Member of the municipal council of The Hague
- In office 27 March 2014 – 16 March 2022
- In office 11 March 2010 – 17 June 2010

Personal details
- Born: 29 August 1967 (age 58) The Hague, Netherlands
- Party: Party for Freedom (2009–2022)
- Occupation: Politician, nurse

= Karen Gerbrands =

Dutch politician (born 1967)

Karen Gerbrands (/nl/; born 29 August 1967) is a Dutch politician and former nurse. Representing the Party for Freedom, she has been a member of municipal council of The Hague since 27 March 2014 and was a member of the House of Representatives between 23 March 2017 and 12 December 2018.

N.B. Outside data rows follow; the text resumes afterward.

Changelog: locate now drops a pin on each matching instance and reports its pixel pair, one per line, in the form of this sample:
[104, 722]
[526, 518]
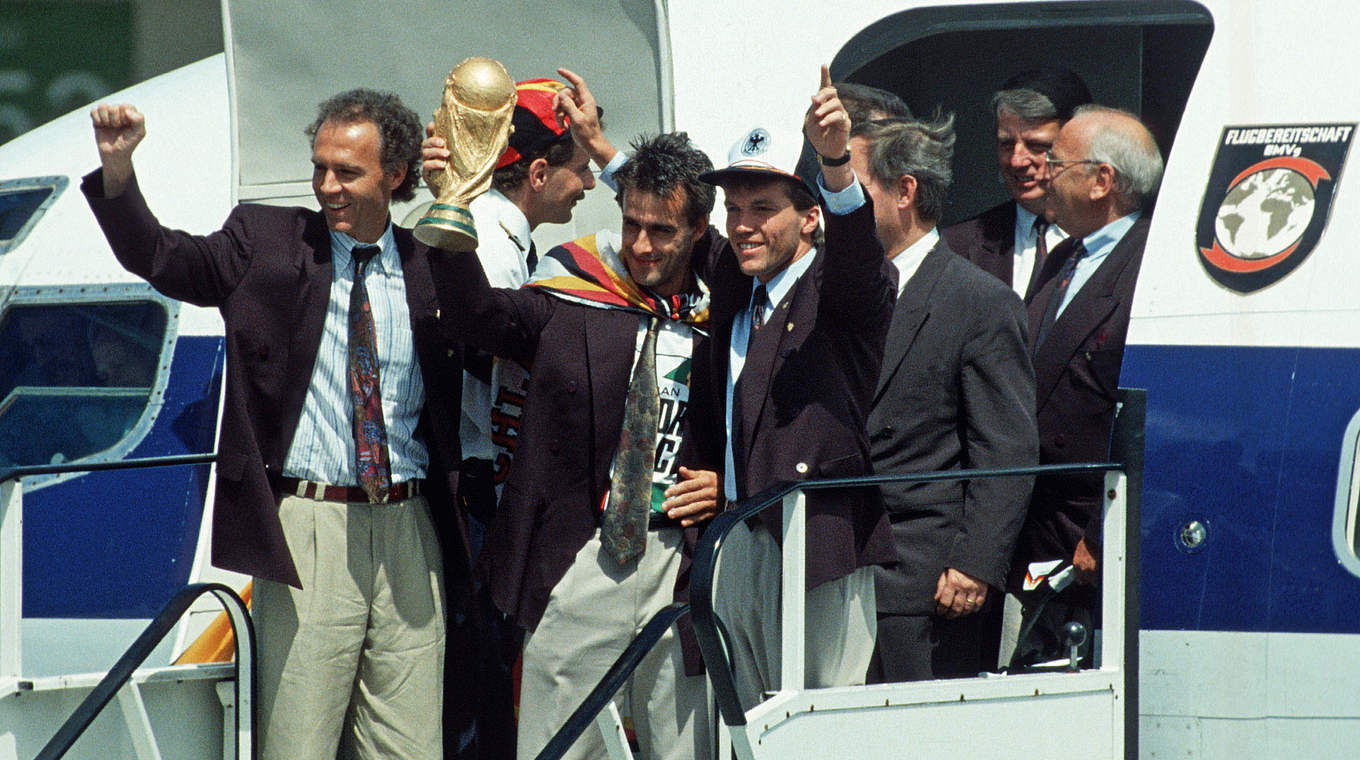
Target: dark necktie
[623, 528]
[1041, 252]
[1060, 290]
[370, 434]
[758, 301]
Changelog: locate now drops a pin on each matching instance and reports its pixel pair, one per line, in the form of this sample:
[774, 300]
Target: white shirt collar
[388, 260]
[779, 286]
[910, 258]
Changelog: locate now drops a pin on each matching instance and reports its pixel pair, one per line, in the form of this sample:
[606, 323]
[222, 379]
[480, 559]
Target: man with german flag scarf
[588, 541]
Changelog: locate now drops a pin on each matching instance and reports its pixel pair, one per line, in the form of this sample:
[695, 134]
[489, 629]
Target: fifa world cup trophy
[473, 120]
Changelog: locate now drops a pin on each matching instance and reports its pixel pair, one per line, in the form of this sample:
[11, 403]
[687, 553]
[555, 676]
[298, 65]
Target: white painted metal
[227, 696]
[793, 593]
[11, 582]
[180, 700]
[1024, 715]
[139, 723]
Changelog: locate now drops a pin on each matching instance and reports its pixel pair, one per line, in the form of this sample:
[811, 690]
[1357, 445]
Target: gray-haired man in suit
[955, 392]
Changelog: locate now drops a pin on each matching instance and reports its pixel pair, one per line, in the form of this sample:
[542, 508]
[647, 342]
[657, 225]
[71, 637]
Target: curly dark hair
[664, 163]
[399, 131]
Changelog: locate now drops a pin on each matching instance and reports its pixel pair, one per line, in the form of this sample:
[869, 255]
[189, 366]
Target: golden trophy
[473, 121]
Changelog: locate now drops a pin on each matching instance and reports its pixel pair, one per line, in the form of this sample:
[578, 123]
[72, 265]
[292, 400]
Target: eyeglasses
[1062, 163]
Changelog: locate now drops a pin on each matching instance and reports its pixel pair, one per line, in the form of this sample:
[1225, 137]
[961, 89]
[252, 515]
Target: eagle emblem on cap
[756, 143]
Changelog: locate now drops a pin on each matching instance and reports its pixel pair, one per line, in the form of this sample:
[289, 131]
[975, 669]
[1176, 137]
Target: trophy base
[448, 227]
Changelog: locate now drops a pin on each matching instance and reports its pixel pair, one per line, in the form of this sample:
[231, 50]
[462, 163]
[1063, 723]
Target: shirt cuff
[609, 169]
[845, 201]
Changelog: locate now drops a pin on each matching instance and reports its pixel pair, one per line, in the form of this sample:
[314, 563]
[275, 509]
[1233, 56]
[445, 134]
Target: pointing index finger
[577, 83]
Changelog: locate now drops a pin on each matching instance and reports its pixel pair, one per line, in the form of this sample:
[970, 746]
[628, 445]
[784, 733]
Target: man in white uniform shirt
[539, 180]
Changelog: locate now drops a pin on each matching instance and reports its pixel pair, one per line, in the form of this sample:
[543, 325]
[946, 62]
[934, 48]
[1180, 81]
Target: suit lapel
[611, 341]
[910, 313]
[788, 325]
[1090, 307]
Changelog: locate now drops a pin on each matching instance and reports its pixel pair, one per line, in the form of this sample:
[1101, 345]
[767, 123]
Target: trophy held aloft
[473, 121]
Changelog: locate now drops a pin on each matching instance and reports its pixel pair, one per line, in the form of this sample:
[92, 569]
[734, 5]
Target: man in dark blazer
[794, 396]
[584, 325]
[1102, 169]
[350, 630]
[1011, 239]
[955, 392]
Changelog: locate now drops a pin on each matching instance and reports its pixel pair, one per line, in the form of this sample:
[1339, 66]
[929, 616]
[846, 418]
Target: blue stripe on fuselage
[121, 543]
[1245, 441]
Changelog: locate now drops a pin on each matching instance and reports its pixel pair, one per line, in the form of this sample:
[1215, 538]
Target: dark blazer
[805, 389]
[581, 360]
[1077, 377]
[988, 239]
[268, 272]
[956, 392]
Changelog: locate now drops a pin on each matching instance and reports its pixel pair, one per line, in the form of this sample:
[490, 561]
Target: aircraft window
[75, 378]
[1347, 525]
[1141, 56]
[22, 203]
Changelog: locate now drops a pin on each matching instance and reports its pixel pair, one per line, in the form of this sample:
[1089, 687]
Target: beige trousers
[841, 619]
[592, 615]
[352, 662]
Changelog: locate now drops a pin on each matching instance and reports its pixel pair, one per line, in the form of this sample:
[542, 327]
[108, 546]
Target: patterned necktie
[1041, 252]
[758, 301]
[624, 524]
[370, 434]
[1060, 290]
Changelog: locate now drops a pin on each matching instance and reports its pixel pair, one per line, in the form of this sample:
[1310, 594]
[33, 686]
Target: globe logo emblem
[1265, 212]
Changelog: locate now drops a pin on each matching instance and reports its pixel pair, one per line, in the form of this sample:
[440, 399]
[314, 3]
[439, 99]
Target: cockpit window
[22, 203]
[75, 378]
[1345, 529]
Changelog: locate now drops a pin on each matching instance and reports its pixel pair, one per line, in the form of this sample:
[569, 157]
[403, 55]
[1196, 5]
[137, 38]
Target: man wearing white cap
[799, 325]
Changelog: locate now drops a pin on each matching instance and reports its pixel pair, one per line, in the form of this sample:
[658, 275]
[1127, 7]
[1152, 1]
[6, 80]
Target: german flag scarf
[589, 271]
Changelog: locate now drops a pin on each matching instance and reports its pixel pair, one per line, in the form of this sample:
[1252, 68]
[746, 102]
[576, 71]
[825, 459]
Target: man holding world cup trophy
[337, 464]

== Early life and career ==
Karen Gerbrands was born on 29 August 1967 in The Hague.

She worked as a nurse in hospitals, home care, prison, and nursing homes.

== Politics ==
Gerbrands was a political aid for the Party for Freedom in the House of Representatives from 2009 to June 2010.

Representing the Party for Freedom, she was a member of the municipal council of The Hague from 11 March 2010 to 17 June 2010 and a member of the House of Representatives from 17 June 2010 to 19 September 2012, where she focused on matters of health care policy and food safety.

She has been a member of municipal council of The Hague again since 27 March 2014. She temporarily was a member of the House of Representatives from 13 January 2015 to 5 May 2015, when she replaced Fleur Agema who was on pregnancy leave. She has been a member of the House of Representatives again since 23 March 2017.

== Personal life ==
Gerbrands lives in The Hague.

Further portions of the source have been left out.